1. Billy Industrial Smoothing has the following balance sheet and income statement data: Cash $ 14,000 Accounts payable $ 42,000 Receivables 70,000 Other current liabilities 28,000 Inventories 280,000 Total CL $ 70,000 Total CA $364,000 Long-term debt 140,000 Net fixed assets 126,000 Common equity 280,000 Total assets $490,000 Total liab. and equity $490,000 Sales $280,000 Net income $21,000 Billie's new CFO thinks that inventories are excessive and could be lowered sufficiently to cause the current ratio to equal the industry average, 2.75, without affecting either sales or net income.

What would Billies new level of current assets be in order for the firm to reach the desired Current Ratio?

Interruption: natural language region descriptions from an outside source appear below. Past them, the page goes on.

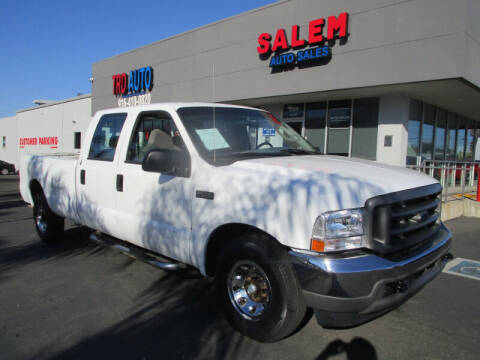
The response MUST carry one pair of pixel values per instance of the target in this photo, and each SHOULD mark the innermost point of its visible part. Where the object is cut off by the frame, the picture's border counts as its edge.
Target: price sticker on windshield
(268, 132)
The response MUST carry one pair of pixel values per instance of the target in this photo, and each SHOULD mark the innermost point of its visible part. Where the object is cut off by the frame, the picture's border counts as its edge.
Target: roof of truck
(172, 106)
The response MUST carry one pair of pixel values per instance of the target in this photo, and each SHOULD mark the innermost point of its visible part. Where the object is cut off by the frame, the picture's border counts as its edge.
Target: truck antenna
(213, 101)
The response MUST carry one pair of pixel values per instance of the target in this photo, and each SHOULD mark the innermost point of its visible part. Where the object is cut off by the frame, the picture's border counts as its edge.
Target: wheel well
(35, 188)
(221, 236)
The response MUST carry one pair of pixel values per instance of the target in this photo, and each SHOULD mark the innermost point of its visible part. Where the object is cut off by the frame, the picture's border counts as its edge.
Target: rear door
(96, 174)
(154, 209)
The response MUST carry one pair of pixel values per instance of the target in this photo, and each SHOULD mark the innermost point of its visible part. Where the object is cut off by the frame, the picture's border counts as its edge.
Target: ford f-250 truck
(239, 195)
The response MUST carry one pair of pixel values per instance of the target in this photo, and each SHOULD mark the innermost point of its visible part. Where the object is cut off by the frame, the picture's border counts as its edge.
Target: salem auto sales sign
(321, 34)
(133, 88)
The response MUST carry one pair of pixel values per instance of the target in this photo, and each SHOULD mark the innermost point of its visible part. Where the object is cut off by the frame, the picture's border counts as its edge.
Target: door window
(105, 138)
(154, 130)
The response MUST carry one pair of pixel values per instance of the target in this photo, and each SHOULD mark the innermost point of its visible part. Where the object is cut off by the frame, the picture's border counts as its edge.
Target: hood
(362, 178)
(284, 195)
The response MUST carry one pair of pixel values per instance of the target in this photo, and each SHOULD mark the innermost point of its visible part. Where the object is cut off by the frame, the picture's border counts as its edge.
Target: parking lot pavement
(78, 300)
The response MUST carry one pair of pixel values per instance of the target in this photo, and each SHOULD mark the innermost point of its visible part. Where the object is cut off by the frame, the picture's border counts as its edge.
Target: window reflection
(414, 131)
(440, 133)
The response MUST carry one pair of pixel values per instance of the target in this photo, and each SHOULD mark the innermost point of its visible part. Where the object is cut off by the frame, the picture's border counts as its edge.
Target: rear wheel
(258, 288)
(49, 226)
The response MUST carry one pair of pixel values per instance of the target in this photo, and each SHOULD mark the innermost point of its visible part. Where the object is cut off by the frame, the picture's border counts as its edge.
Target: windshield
(223, 135)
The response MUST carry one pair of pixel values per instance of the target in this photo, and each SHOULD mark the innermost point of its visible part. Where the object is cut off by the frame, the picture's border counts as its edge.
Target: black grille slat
(414, 209)
(403, 220)
(410, 227)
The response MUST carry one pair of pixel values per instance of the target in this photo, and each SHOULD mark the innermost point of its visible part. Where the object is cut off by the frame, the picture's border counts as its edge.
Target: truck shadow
(175, 318)
(74, 244)
(358, 348)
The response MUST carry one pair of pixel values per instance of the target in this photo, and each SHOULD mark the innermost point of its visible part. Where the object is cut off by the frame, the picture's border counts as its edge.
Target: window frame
(93, 136)
(134, 128)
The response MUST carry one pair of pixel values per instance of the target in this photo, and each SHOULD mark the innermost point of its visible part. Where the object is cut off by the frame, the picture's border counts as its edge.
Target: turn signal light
(318, 245)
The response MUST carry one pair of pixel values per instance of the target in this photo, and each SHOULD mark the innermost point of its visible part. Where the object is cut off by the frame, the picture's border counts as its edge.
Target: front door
(154, 210)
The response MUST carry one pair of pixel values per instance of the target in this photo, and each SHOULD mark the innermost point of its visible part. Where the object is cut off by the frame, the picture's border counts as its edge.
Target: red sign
(337, 27)
(44, 140)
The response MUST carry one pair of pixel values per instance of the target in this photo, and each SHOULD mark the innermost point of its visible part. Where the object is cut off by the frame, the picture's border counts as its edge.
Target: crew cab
(239, 195)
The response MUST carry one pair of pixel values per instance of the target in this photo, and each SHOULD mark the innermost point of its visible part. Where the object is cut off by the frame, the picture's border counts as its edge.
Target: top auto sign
(319, 43)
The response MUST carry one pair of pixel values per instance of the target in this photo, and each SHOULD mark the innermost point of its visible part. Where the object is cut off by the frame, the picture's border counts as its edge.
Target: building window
(451, 136)
(428, 128)
(435, 133)
(470, 146)
(440, 135)
(365, 128)
(105, 138)
(462, 127)
(291, 111)
(414, 122)
(315, 121)
(339, 126)
(77, 140)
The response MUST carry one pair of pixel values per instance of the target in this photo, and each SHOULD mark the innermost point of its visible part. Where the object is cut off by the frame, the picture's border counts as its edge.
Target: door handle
(119, 182)
(82, 177)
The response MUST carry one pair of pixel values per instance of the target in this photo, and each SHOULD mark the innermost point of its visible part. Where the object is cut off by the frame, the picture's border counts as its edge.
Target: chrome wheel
(40, 219)
(249, 289)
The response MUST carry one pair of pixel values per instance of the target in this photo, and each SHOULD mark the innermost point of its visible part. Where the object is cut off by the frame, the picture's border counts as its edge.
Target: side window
(153, 130)
(105, 138)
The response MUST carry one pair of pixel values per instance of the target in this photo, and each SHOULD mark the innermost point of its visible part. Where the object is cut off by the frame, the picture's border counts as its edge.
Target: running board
(136, 252)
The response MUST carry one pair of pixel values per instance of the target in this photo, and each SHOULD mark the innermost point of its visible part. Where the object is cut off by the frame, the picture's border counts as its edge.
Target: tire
(271, 309)
(49, 226)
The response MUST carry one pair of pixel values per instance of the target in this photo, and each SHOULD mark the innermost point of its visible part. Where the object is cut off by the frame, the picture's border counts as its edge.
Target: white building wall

Assume current liabilities stay the same. In order to reach the target current asset level you just found in question 1, what is the amount Billy would need to cut inventory levels by? And, what would be the new level of inventory for Billy?

2. A. If Cruella firm has an equity multiplier of 4.75 what will their debt ratio be?

2. B. Cruella Inc. has a profit margin of 17%, sales of $23,300,000, debt of $7,750,000, and debt/assets ratio (debt ratio) of 33%. Assuming an after-tax interest rate of 5% on all debt, what is Cruellas ROA?

2. C. Cruella Inc. sells on terms of net 30. Cruellas sales were $375,000 last year, and their year-end receivables were $63,000. By how many days are customers paying early or late?